COMPANY director Michael Doyle has had his appeal against a decision of the Seneschal of Sark turned down. Just hours after the Bailiff, Sir de Vic Carey, delivered the judgement on Friday afternoon, Mr Doyle, of Castle Company Management, was planning the next step in his fight to get a fiduciary licence from the Guernsey Financial Services Commission.
‘I have already commenced proceedings to lodge our appeal,’ said Mr Doyle.
He did not expect the Court of Appeal to hear his case until next year.
The Bailiff agreed with Sark’s deputy seneschal, Jeremy La Trobe-Bateman’s, earlier rejection of Mr Doyle’s appeal, which was based on four points of law.
During the appeal hearing earlier this month, Mr Doyle criticised Sark’s legal system, questioning whether Mr La Trobe-Bateman – a carpenter by trade – was qualified to hear the appeal.

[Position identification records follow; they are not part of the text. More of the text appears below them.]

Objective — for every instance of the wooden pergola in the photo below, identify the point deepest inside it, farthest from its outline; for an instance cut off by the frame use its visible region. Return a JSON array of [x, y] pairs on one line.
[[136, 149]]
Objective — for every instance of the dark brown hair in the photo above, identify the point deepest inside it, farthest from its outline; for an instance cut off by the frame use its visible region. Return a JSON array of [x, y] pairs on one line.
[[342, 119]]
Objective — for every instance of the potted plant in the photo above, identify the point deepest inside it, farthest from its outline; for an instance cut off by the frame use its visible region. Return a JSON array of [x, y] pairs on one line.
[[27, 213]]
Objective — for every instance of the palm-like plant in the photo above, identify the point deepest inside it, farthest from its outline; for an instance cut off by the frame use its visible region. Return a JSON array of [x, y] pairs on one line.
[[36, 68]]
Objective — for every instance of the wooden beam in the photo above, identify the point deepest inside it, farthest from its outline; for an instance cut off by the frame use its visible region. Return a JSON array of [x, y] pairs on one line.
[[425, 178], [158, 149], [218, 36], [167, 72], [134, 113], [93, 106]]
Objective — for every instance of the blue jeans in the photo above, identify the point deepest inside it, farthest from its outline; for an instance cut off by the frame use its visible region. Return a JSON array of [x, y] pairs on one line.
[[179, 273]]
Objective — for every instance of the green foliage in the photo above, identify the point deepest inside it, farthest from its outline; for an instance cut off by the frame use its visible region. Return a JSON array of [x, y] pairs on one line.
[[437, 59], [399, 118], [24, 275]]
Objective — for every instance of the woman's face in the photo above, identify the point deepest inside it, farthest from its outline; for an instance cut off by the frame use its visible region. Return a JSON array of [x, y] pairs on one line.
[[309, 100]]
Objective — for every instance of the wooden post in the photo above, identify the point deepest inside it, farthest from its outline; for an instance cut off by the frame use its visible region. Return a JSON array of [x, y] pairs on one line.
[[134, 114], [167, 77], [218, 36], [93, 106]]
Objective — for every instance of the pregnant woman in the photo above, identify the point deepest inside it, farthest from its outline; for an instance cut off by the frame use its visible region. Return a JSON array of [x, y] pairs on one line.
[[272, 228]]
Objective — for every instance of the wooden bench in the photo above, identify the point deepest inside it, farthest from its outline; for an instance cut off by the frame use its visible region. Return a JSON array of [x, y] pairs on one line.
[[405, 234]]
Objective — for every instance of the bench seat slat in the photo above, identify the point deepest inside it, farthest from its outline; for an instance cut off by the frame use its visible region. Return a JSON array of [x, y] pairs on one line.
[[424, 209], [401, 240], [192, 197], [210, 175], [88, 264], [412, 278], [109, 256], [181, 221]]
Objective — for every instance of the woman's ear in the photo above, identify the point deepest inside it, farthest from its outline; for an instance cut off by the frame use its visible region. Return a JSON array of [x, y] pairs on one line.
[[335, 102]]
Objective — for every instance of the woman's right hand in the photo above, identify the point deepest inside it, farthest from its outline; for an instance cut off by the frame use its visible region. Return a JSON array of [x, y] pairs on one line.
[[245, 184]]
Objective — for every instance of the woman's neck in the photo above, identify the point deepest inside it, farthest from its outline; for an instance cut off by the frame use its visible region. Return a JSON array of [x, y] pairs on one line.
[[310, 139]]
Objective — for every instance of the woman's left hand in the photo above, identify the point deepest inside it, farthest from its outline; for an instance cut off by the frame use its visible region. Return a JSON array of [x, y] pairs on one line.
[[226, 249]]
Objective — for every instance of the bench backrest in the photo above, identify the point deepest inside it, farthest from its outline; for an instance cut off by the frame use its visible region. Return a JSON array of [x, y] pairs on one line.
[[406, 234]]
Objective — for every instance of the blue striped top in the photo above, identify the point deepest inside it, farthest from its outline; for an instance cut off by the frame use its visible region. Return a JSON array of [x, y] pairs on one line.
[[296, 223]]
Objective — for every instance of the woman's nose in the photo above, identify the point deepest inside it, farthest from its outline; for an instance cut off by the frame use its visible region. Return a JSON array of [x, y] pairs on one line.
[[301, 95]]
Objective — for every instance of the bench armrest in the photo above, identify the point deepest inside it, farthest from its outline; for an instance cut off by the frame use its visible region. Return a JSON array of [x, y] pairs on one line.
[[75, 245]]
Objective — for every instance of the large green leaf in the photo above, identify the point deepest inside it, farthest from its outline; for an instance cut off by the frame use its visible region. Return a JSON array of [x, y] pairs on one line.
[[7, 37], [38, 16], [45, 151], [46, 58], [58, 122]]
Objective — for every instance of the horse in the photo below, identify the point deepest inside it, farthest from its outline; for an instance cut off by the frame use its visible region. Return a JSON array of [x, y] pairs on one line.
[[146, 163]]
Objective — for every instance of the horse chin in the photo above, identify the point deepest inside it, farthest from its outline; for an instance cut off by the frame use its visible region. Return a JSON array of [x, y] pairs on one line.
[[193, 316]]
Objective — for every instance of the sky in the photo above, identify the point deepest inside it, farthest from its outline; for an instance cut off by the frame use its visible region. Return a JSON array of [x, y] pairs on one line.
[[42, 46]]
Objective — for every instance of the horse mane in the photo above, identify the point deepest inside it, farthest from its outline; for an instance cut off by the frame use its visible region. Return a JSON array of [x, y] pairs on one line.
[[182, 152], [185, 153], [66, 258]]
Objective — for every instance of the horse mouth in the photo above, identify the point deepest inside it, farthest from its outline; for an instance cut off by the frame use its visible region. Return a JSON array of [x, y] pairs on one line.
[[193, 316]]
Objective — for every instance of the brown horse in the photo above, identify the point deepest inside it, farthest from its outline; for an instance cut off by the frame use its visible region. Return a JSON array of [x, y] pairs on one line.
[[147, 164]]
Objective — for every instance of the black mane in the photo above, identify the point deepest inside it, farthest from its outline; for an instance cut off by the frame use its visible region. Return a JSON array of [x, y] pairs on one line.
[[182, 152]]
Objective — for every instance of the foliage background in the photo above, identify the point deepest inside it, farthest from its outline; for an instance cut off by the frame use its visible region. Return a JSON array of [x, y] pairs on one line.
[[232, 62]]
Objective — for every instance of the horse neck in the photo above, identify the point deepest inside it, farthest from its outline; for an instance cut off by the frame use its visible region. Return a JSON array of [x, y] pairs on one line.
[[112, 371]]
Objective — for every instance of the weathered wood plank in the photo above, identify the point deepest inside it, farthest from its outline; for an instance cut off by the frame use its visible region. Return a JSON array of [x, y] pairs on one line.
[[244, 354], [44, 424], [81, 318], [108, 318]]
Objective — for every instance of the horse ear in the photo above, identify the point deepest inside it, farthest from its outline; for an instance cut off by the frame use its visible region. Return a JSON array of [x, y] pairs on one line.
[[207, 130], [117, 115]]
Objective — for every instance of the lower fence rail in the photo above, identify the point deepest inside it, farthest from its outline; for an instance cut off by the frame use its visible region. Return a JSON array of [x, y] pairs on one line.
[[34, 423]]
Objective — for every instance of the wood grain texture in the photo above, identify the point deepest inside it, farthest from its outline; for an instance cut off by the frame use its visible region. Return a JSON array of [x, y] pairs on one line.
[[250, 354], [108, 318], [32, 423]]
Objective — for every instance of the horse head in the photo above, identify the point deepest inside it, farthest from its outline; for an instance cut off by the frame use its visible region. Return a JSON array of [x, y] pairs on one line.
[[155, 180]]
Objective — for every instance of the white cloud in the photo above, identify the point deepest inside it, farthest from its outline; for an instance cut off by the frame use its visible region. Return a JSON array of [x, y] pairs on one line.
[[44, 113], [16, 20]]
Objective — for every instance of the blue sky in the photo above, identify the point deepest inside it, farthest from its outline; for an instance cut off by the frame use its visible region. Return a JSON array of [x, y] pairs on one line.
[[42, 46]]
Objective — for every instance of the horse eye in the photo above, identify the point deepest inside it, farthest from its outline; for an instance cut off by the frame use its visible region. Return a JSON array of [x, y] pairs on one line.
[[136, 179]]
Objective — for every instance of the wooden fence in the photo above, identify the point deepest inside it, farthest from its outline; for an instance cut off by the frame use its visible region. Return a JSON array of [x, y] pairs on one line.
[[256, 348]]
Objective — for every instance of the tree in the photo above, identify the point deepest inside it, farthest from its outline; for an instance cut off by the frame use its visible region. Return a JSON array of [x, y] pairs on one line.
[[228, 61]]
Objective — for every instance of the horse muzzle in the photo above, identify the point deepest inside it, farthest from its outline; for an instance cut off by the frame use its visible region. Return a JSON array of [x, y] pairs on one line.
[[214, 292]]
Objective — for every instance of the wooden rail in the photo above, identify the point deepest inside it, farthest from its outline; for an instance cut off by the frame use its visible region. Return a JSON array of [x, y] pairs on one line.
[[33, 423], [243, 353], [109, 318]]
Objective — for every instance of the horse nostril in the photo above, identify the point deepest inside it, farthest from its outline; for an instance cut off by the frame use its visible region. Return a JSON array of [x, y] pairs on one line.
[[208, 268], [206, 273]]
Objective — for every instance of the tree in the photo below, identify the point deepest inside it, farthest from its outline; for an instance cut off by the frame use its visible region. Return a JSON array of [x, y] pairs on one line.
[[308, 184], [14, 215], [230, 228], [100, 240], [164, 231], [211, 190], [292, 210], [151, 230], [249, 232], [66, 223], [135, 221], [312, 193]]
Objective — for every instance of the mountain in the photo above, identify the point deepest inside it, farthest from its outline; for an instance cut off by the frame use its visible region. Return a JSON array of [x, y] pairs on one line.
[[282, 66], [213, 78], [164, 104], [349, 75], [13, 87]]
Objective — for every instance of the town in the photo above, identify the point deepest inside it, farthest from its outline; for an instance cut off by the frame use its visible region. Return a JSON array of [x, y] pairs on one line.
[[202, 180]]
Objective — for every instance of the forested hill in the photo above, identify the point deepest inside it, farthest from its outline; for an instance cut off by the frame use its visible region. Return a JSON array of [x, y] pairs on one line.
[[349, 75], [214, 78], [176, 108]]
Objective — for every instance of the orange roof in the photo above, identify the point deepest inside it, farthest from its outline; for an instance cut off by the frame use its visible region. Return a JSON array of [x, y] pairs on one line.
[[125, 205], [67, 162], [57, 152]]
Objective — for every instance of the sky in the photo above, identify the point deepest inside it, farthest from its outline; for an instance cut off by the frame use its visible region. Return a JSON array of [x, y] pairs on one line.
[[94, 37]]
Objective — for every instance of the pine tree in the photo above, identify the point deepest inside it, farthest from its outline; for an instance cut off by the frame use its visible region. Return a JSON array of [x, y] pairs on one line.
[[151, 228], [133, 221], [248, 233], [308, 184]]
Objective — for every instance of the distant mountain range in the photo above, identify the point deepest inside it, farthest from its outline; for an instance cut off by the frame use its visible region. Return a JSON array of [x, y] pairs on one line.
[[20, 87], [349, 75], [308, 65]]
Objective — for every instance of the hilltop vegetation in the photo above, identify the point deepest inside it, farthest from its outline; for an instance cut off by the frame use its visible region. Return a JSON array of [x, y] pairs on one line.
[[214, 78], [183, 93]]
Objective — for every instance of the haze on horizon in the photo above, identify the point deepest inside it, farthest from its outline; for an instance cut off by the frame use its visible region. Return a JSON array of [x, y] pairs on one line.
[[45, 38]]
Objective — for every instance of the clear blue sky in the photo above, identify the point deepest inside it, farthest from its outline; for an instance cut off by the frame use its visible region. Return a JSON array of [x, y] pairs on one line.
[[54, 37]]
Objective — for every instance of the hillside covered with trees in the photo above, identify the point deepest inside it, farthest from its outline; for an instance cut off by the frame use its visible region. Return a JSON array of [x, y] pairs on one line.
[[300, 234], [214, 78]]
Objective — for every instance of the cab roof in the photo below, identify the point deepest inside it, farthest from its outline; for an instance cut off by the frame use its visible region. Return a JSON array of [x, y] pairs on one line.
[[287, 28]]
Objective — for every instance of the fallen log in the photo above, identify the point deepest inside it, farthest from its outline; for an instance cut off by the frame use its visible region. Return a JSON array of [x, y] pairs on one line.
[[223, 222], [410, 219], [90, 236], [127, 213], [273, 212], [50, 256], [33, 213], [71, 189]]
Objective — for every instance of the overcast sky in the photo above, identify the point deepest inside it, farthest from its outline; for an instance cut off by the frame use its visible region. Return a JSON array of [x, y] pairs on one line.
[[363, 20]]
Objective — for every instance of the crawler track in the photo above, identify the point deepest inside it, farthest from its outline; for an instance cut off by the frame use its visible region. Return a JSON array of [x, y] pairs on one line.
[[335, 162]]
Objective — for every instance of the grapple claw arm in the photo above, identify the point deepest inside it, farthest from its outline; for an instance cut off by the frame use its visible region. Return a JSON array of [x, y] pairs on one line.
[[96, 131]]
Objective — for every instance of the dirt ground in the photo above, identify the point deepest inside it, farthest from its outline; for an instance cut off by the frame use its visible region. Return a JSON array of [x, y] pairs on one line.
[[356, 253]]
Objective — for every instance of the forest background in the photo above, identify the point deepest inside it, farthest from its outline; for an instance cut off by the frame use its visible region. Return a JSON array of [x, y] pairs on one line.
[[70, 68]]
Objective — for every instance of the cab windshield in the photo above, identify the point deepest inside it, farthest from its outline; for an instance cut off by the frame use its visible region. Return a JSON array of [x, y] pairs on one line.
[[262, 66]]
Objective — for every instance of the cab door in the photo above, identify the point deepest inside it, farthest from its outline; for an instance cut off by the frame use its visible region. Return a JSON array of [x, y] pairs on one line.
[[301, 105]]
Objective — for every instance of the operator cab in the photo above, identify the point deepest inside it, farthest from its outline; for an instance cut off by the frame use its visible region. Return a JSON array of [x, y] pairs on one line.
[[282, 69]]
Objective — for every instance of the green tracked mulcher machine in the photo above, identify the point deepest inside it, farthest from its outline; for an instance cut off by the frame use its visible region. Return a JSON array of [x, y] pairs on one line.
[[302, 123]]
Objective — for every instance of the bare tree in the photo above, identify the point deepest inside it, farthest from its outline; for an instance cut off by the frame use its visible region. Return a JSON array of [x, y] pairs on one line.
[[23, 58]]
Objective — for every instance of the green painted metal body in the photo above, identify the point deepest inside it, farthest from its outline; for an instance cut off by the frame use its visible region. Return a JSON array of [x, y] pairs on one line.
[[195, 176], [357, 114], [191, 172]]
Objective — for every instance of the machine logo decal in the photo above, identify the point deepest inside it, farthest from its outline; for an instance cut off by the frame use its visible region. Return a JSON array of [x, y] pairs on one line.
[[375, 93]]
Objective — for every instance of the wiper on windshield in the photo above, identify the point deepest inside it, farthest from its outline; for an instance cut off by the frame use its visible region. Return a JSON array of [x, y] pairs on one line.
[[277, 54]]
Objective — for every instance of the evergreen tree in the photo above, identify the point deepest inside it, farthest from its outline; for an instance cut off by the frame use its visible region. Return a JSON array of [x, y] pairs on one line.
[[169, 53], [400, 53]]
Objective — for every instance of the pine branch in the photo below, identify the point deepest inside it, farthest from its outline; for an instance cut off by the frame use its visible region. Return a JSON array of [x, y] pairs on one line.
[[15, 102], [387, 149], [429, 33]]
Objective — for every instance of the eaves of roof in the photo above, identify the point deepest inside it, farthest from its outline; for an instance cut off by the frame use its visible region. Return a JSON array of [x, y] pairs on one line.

In his 15-page judgement, Sir de Vic said that he found that line of argument ‘most unattractive’, but that he did not dismiss it solely because the point should have been taken in the court below.
‘A disinterested bystander could observe that this matter proceeded in a court with a lay judge unassisted by a qualified clerk,’ he said.
‘This may be unusual but there are two clear answers to any such concerns. The first is that appeals challenging the reasonableness of the commission’s decision were clearly intended to be brought before the court in the island where the dissatisfied applicant carried on business rather than in Guernsey.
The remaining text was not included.